Cutting spending too much too soon could tip the U.S. back into a recession and a downward spiral like those Europe’s austerity programs created: low growth, lost jobs, falling tax revenues, bigger deficits.
As Paul Krugman recently wrote in “Class Wars of 2012,” what U.S. voters clearly said in the November elections “was no to tax cuts for the rich, no to benefit cuts for the middle class and the poor. So what’s a top-down class warrior to do? The answer, as I have already suggested, is to rely on stealth—to smuggle in plutocrat-friendly policies under the pretense that they’re just sensible responses to the budget deficit…. Whenever some deficit-scold group talks about ‘shared sacrifice,’ you need to ask, sacrifice relative to what?'”
Revitalizing the economy will require investing in infrastructure and people. Investments in so-called “human capital” (economics-speak for “people”) pay off dramatically best on children under five. This means that fixing the budget deficit by sacrificing 4-year olds and HeadStart is not only hard-hearted but foolish.
The argument that governments must impose austerity measures to forestall a calamitous downgrade of their credit rating is nonsense.
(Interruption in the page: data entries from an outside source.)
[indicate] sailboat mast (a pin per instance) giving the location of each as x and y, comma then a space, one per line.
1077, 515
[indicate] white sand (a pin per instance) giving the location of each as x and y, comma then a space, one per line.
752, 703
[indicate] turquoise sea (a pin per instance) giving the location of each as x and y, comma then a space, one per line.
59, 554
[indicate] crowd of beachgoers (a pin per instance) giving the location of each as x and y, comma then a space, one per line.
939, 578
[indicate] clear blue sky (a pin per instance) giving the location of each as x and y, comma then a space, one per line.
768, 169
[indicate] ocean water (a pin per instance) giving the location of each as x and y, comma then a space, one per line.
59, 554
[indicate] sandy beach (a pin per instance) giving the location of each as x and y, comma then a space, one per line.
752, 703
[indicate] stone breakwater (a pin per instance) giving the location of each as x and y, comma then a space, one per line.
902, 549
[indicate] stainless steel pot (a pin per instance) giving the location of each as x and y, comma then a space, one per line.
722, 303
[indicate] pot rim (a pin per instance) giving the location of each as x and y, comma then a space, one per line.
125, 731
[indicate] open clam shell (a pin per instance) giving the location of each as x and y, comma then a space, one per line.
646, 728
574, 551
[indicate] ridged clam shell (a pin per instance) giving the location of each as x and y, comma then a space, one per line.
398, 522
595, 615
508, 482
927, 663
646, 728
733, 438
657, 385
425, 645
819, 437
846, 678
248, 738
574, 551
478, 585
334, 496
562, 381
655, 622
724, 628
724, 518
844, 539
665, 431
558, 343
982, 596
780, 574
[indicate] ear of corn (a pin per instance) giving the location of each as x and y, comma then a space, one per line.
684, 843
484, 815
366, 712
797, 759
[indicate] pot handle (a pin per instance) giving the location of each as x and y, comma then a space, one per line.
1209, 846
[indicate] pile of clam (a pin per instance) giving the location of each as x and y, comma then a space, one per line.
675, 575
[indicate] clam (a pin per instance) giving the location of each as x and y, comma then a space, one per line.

After the credit rating agencies stripped France and the U.S. of their triple AAA ratings, their sovereign bond sales were stronger than ever.
What’s more, the global bond market “disagreed with Moody’s and S&P more often than not this year when the companies told investors that governments were becoming safer or more risky,” according to data compiled by Bloomberg. Small wonder, given the companies’ outsize role in causing the 2007-08 financial crisis by slapping triple-A ratings on risky mortgage-backed securities.